There are some garbage values that are present in the python which is useless and you don’t need it. So, you can remove it or release it for some more memory. So, that you can get some more data storage memory for other work in python. How can garbage value be released? You just have to write gc.collect() for releasing all the garbage values.
How to fix Python memory error
There are different ways to fix the Python memory error:
Assigning more memory
Some libraries in python are limited to store only some amount of data. You can change that limit to add more data. This is very useful when you want to work with a large dataset in your python.
Use data in fragments
You first need to see, what is your requirement? From a large database then you can access the required amount of data that you want to work on. So, that there is no memory error.
Work on the required system
Memory concept depends upon the system to system. So, if you are working on a large database then you need a more powerful system. For example, companies like Google can’t use a normal system to store such a tremendous amount of large data they use Ubuntu Linux.
Using an RDBMS (relational database management system) is also a good method to get rid of memory errors. In this method, you can take the data which you want to work on without uploading the whole database into your python. Some common databases are my SQL Server, MySQL, Postgres, oracle. Among them, oracle is most preferred.
Till now you have seen what is memory error, and how you solve it to get an error-free program. Unlike some other errors, MemoryError is slightly complicated as this error is not because you did something wrong in the program. This occurs due to a memory problem whether your memory is full or you did something wrong while importing something, or
your configuration has some problem. Generally, when this error comes the first thing that should come to your mind is the database or any application you are trying to access is very large that python can’t handle. Because this is considered as the main cause or generally that’s why memory error occurs.
After reading this article now you also know how to tackle memory errors in different-different scenarios according to your requirement now.
FAQ (frequently asked question)
Question 1 – Can we put a limit on the memory usage in python?
Answer 1 – To limit the memory usage in the python resource module is used. So, that no extra space is wasted. Resource module measures and manage all the resources of the python program which are currently running so that there is proper management of all the memory allotted to each program.
The resource module is not an in-built module you have to download it.
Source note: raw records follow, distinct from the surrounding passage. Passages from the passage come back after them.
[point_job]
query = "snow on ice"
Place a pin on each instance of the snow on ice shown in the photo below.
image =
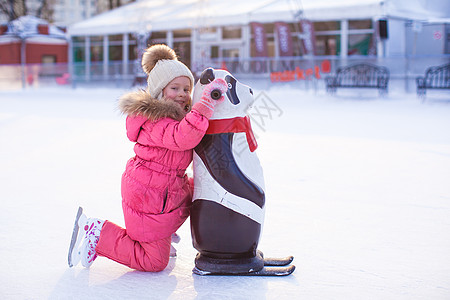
(357, 190)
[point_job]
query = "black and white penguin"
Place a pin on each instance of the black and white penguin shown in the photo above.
(227, 213)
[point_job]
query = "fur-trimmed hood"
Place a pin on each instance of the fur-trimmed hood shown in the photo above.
(140, 107)
(140, 103)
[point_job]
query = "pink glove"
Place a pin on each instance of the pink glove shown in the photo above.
(206, 104)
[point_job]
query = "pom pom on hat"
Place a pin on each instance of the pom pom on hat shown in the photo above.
(162, 66)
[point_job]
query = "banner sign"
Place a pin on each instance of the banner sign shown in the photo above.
(309, 40)
(284, 39)
(260, 38)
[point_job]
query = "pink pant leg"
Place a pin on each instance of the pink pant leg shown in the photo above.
(115, 244)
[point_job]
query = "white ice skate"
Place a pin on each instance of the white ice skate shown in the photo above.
(85, 235)
(175, 239)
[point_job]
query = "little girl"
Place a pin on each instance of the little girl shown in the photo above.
(156, 193)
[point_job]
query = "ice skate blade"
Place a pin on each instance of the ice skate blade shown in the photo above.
(74, 257)
(272, 261)
(266, 271)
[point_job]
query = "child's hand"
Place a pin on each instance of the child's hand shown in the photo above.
(214, 93)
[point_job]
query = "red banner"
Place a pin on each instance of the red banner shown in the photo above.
(309, 40)
(284, 39)
(260, 39)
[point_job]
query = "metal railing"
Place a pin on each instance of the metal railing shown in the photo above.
(306, 71)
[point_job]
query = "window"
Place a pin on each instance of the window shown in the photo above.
(231, 33)
(48, 59)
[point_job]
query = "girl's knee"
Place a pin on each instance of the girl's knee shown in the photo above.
(155, 266)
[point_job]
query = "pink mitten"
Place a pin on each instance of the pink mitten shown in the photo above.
(206, 104)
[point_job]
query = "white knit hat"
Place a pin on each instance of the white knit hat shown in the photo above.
(162, 66)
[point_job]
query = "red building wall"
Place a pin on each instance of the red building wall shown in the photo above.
(10, 53)
(35, 52)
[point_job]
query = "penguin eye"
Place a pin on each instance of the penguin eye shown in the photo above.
(231, 93)
(207, 76)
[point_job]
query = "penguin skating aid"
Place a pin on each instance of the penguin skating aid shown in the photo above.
(229, 200)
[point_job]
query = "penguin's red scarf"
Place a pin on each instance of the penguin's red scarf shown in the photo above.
(234, 125)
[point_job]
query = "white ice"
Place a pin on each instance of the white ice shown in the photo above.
(358, 191)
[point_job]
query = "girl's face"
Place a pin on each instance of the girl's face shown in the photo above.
(179, 91)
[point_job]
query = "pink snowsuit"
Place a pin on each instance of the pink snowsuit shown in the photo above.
(156, 194)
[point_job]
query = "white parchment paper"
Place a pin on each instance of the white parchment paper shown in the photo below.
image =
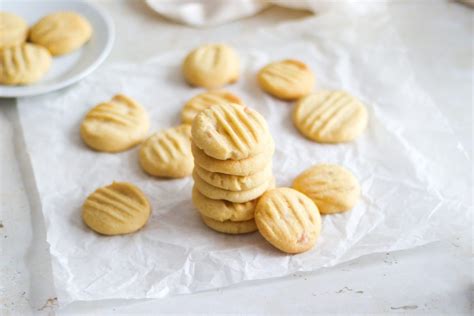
(414, 175)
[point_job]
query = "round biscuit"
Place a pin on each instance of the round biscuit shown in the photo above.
(168, 153)
(288, 220)
(287, 79)
(211, 66)
(205, 100)
(330, 117)
(23, 64)
(61, 32)
(230, 131)
(115, 125)
(119, 208)
(333, 188)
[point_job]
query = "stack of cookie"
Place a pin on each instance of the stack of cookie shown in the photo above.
(232, 149)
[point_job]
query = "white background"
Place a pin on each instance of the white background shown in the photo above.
(433, 279)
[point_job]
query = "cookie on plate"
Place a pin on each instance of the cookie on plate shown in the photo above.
(287, 79)
(244, 167)
(288, 219)
(234, 183)
(205, 100)
(333, 188)
(13, 30)
(23, 64)
(222, 210)
(211, 66)
(61, 32)
(115, 125)
(168, 153)
(230, 131)
(229, 227)
(119, 208)
(215, 193)
(330, 117)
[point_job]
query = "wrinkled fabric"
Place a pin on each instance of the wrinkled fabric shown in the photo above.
(412, 171)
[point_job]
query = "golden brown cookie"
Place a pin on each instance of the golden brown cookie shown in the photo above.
(333, 188)
(168, 153)
(13, 30)
(330, 117)
(211, 66)
(230, 131)
(229, 227)
(115, 125)
(232, 196)
(61, 32)
(288, 219)
(222, 210)
(234, 183)
(244, 167)
(206, 100)
(23, 64)
(287, 79)
(119, 208)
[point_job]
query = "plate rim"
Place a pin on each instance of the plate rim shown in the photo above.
(110, 29)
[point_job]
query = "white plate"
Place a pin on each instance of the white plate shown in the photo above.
(67, 69)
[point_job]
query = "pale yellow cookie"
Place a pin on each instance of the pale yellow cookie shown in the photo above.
(229, 227)
(234, 183)
(230, 131)
(115, 125)
(211, 66)
(288, 219)
(222, 210)
(216, 193)
(206, 100)
(13, 30)
(168, 153)
(333, 188)
(23, 64)
(330, 117)
(244, 167)
(287, 79)
(119, 208)
(61, 32)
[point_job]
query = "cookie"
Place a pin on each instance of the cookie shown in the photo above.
(168, 153)
(287, 79)
(330, 117)
(206, 100)
(243, 167)
(23, 64)
(222, 210)
(234, 183)
(13, 30)
(211, 66)
(119, 208)
(230, 131)
(115, 125)
(232, 196)
(333, 188)
(229, 227)
(288, 220)
(61, 32)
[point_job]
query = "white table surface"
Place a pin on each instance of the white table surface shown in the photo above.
(433, 279)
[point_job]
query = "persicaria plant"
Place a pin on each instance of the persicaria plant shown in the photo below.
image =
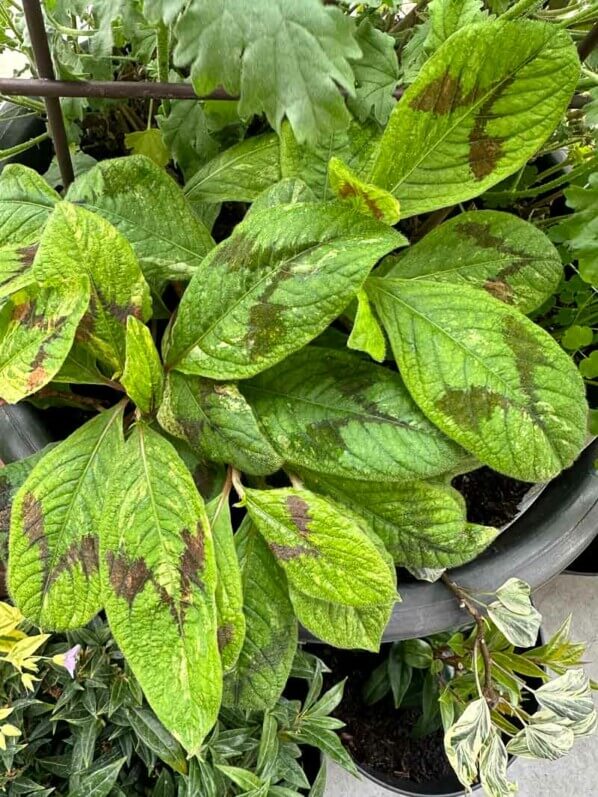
(339, 449)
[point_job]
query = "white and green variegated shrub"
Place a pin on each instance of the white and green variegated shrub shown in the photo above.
(340, 448)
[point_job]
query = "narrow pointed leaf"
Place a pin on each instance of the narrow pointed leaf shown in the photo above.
(158, 581)
(149, 209)
(274, 285)
(53, 563)
(506, 256)
(142, 378)
(217, 422)
(270, 643)
(335, 413)
(77, 241)
(229, 587)
(468, 120)
(486, 375)
(37, 330)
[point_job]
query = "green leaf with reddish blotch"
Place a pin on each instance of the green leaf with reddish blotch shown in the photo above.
(336, 413)
(323, 549)
(76, 241)
(158, 572)
(215, 419)
(486, 375)
(422, 524)
(148, 207)
(506, 256)
(367, 334)
(277, 282)
(142, 377)
(53, 562)
(229, 588)
(37, 330)
(469, 119)
(365, 198)
(270, 644)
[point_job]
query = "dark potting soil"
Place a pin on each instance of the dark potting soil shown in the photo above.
(492, 499)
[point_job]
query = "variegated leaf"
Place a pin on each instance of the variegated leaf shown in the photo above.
(53, 563)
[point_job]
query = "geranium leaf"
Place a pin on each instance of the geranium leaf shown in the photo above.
(239, 174)
(267, 655)
(422, 524)
(467, 121)
(229, 587)
(257, 56)
(149, 209)
(53, 563)
(76, 241)
(37, 330)
(506, 256)
(158, 577)
(142, 377)
(333, 412)
(217, 422)
(486, 375)
(277, 282)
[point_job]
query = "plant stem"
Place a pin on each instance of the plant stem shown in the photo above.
(465, 602)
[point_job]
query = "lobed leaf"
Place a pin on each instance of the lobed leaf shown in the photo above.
(158, 576)
(486, 375)
(335, 413)
(277, 282)
(469, 119)
(53, 563)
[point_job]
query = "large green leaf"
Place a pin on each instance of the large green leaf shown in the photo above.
(506, 256)
(469, 119)
(229, 587)
(149, 209)
(270, 642)
(53, 562)
(335, 413)
(284, 59)
(486, 375)
(274, 285)
(76, 241)
(217, 422)
(422, 524)
(37, 330)
(239, 173)
(158, 575)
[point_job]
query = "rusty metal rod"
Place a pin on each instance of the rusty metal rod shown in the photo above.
(45, 69)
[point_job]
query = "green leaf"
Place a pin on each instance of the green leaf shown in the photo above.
(367, 334)
(150, 144)
(98, 782)
(277, 282)
(239, 174)
(270, 643)
(75, 242)
(26, 201)
(37, 330)
(365, 198)
(336, 413)
(285, 59)
(149, 209)
(53, 563)
(217, 422)
(158, 577)
(142, 377)
(468, 120)
(422, 524)
(229, 587)
(376, 73)
(506, 256)
(486, 375)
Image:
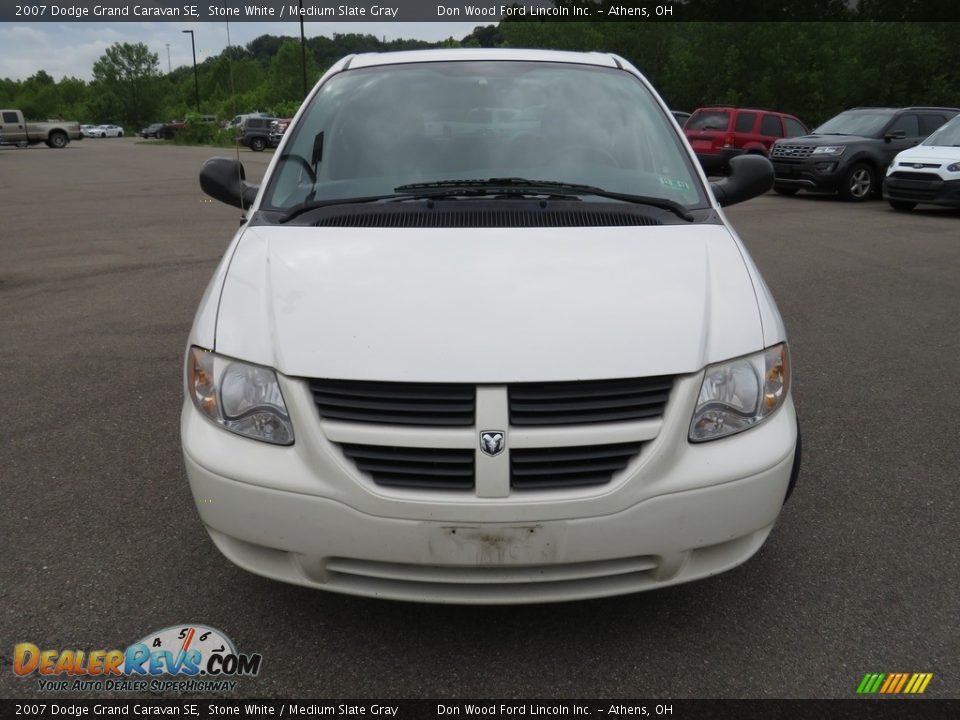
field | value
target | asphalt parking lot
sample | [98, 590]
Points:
[105, 249]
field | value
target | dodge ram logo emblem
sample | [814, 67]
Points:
[492, 442]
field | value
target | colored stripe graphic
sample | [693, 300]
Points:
[894, 683]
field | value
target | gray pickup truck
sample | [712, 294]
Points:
[14, 130]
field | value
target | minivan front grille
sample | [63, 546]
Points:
[443, 404]
[566, 467]
[411, 467]
[591, 401]
[558, 435]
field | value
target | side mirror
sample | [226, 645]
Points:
[750, 175]
[223, 179]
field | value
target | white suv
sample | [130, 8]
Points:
[927, 173]
[487, 363]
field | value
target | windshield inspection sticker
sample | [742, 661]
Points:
[673, 184]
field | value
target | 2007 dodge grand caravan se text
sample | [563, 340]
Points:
[487, 337]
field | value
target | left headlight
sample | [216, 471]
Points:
[829, 150]
[239, 397]
[741, 393]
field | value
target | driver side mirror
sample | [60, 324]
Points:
[223, 179]
[750, 175]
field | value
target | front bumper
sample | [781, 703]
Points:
[932, 190]
[302, 515]
[820, 175]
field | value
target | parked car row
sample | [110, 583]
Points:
[101, 131]
[851, 153]
[861, 153]
[15, 130]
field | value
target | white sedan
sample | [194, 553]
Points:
[108, 131]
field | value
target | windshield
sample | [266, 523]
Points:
[947, 136]
[855, 123]
[371, 130]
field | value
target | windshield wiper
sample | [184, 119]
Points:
[494, 186]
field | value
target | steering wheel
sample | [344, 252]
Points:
[587, 150]
[302, 162]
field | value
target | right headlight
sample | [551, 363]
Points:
[238, 396]
[738, 394]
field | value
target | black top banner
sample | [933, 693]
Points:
[480, 11]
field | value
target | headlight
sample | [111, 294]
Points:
[738, 394]
[239, 397]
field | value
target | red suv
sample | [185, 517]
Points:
[720, 133]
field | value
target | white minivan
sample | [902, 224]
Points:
[487, 362]
[927, 173]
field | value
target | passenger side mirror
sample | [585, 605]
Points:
[223, 179]
[750, 175]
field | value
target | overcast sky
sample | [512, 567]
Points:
[70, 49]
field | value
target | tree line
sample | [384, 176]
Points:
[809, 69]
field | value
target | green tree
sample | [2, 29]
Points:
[286, 74]
[126, 79]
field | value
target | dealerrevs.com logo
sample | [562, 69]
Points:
[185, 658]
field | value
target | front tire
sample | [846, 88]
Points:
[901, 204]
[859, 183]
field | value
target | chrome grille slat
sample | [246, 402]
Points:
[590, 401]
[791, 152]
[414, 467]
[395, 403]
[373, 421]
[544, 468]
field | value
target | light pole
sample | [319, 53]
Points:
[196, 77]
[303, 50]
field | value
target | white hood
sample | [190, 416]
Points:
[487, 305]
[929, 154]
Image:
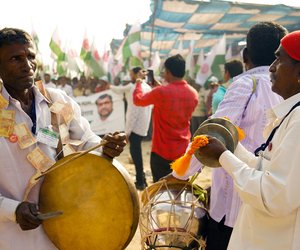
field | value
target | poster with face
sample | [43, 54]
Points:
[104, 111]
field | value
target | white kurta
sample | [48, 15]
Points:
[270, 215]
[15, 170]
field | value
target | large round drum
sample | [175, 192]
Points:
[99, 203]
[173, 216]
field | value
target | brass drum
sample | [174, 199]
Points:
[99, 203]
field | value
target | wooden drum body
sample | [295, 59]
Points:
[99, 203]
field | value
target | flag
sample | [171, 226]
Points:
[130, 49]
[190, 64]
[228, 55]
[85, 48]
[58, 54]
[55, 46]
[38, 57]
[74, 62]
[93, 62]
[155, 63]
[35, 39]
[213, 62]
[91, 58]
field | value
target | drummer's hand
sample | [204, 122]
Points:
[213, 149]
[26, 216]
[170, 178]
[115, 144]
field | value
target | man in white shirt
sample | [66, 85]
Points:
[136, 128]
[64, 86]
[245, 104]
[47, 81]
[22, 104]
[269, 184]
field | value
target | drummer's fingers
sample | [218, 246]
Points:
[111, 152]
[121, 141]
[115, 146]
[28, 226]
[32, 219]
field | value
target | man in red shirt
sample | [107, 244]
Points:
[173, 107]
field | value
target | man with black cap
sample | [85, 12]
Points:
[269, 184]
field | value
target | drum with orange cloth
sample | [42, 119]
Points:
[173, 216]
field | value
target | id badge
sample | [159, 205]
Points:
[3, 102]
[48, 137]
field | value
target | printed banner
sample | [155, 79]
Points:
[104, 111]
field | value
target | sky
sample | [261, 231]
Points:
[103, 20]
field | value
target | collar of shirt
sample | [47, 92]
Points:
[37, 94]
[178, 82]
[254, 71]
[284, 107]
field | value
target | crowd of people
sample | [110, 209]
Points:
[254, 197]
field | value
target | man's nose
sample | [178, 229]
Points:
[28, 65]
[272, 67]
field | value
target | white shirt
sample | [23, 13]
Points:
[15, 170]
[248, 111]
[49, 85]
[138, 118]
[123, 89]
[270, 215]
[67, 89]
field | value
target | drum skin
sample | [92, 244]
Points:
[99, 203]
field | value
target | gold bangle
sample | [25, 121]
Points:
[138, 80]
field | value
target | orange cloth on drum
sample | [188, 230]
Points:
[181, 164]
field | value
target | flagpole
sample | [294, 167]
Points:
[152, 30]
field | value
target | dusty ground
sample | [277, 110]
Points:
[203, 180]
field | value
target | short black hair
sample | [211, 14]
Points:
[176, 65]
[234, 68]
[263, 39]
[136, 70]
[10, 36]
[101, 97]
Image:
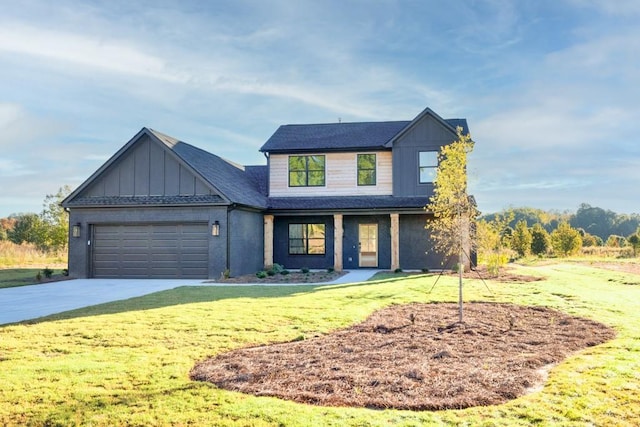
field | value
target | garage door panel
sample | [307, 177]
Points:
[151, 251]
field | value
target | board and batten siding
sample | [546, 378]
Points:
[147, 170]
[341, 176]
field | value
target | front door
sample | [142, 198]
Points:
[368, 245]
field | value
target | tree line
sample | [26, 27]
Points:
[520, 232]
[48, 230]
Question 2 – How memory errors can be fixed?
Answer2 – Memory handling methods are as follows:
- Use small fragments of the database to word on.
- Apply RDBMS to store data.
- Use generator function while dealing with a large dataset.
- Always double-check your configuration while installation of python.
- Use coda for package installation.
Question 3 – How does python use memory?
Answer 3- Python uses memory in two parts first part is used to store the internal part and parts which are not an object. The second part of the memory is used to store objects.
Question 4 – What is a kill in python?
Answer 4 – The program that is currently running on python. If it takes a large amount of memory then a kill signal is sent which tells the user that python is running out of memory.